= Digital Media Initiative =

Cancelled BBC technology project

Timeline of DMI development
| Date | Event |
|---|---|
| February 2008 | DMI promoted by director of BBC Technology Ashley Highfield; BBC Trust approves scheme and £81m funding. Project is outsourced to Siemens. |
| December 2009 | Siemens contract is terminated in £27.5m settlement; BBC losses amount to £10.7m. Project is brought in-house. |
| March 2010 | New DMI business plan rejected by the BBC Finance Committee |
| February 2011 | National Audit Office criticises the DMI project |
| June 2011 | DMI is partly outsourced to a consortium of three IT companies: Computacenter, Mediasmiths & Vidispine. |
| May 2013 | BBC cancels DMI |

The Digital Media Initiative (DMI) was a British broadcast engineering project launched by the BBC in 2008. It aimed to modernise the Corporation's production and archiving methods by using connected digital production and media asset management systems. After a protracted development process lasting five years with a spend of £98 million between 2010 and 2012, the project was finally abandoned in May 2013.
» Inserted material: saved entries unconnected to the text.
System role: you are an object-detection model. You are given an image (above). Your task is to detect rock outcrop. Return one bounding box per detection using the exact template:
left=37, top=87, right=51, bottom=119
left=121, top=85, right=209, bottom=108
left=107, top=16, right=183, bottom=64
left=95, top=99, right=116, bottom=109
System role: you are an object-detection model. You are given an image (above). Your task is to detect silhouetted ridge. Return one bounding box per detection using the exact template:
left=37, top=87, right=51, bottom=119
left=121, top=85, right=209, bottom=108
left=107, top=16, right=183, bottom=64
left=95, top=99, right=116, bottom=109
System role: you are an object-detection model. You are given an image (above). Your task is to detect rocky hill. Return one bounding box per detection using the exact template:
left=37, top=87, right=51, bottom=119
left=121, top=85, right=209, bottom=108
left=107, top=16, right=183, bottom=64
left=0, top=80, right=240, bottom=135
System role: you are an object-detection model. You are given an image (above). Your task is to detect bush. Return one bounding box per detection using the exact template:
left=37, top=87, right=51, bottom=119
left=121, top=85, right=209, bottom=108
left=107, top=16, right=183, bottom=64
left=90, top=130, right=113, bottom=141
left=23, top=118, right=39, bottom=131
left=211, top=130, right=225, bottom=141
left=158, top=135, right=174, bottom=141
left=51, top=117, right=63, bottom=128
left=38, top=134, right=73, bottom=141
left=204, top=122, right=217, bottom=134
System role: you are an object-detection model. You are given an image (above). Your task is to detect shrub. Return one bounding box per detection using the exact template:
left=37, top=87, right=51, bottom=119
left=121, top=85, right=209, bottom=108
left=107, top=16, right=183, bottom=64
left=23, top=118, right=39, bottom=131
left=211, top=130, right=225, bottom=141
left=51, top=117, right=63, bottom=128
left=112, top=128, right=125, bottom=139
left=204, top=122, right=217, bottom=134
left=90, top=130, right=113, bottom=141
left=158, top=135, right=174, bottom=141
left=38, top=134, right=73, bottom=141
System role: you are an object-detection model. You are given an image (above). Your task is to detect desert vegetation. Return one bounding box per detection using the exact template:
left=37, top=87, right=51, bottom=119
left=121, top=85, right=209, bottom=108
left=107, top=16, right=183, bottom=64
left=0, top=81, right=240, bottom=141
==Initial impetus and relaunch==
The technology programme was initiated by the director of BBC Technology Ashley Highfield in 2008. It aimed to streamline broadcast operations by moving to a fully digital, tapeless production workflow at a cost of £81.7 million. Forecast to deliver cost savings to the BBC of around £18 million, DMI was contracted out to the technology services provider Siemens with consulting by Deloitte. Among the production features to be provided by DMI were a media ingest system; a media asset management system, unifying audio, video and stills archival; an online storyboarding system; and metadata storage and sharing. A core part of the system was formed by using Cinegy, a production suite originally developed prior to the DMI project by the BBC and selected by Siemens in 2008. The DMI Programme Director was television producer and entrepreneur Raymond P. Le Gué.

Costs of the project rose after a number of technical problems and delays, and in 2009 the BBC terminated its contract with Siemens. BBC losses were estimated to be £38.2m, partially offset by a £27.5m settlement paid by Siemens, leaving a loss of £10.7m to the BBC. The BBC was criticised by the UK National Audit Office (NAO) in 2011 for its handling of the project. In evidence given to the NAO, the Director of the BBC's Future Media and Technology division, Erik Huggers, stated that Siemens had been selected to run the project without a tendering process because the BBC already had a 10-year support contract with the company. He also remarked that transfer of risk on the project to Siemens had resulted in a distant relationship with Siemens which made it hard to monitor project milestones and the completion of deliverables.

When we checked in with Siemens to look at, "Okay, where are these deliverables? Where is the software?" it turned out that the project was not going according to plan at all.[...] So, basically, the relationship with Siemens with regards to DMI was [...] rather distant.
— Erik Huggers, Evidence to the Public Accounts Committee, 15 February 2011

After the termination of the Siemens contract, the DMI project was brought in-house by the BBC in 2009 and rebranded as Fabric.

In 2012, it was reported that BBC staff who worked on a number of projects including DMI had suffered from severe stress and had been treated at The Priory.

==Developments in 2013-14==
According to a report in The Guardian, problems emerged in April 2013 during the coverage by BBC News of the death and funeral of Margaret Thatcher. News staff, attempting to source material on analog videotape from the BBC Archives, were unable to transfer footage to digital format due to the huge demand for limited transfer facilities at the newly refurbished New Broadcasting House in central London. Requested tapes were reportedly transported around London by taxi and via the Tube, and video transfer work was carried out by external production companies. A few weeks later it emerged that tape editing equipment might have to be installed at Broadcasting House in specially cooled areas.

In late May 2013 the Director-General of the BBC, Lord Hall, announced that the project was to be abandoned and that the BBC's chief technology officer, John Linwood, was to be suspended pending an external investigation into the management of the DMI project. It was subsequently revealed that a senior BBC manager had expressed grave doubts about DMI to the BBC Chairman Lord Patten one year before the project was cancelled. He had also claimed that there was a "very significant risk" that the National Audit Office had been misled about the actual progress of DMI in 2011. Other BBC executives had also voiced similar concerns for about two years before DMI was abandoned.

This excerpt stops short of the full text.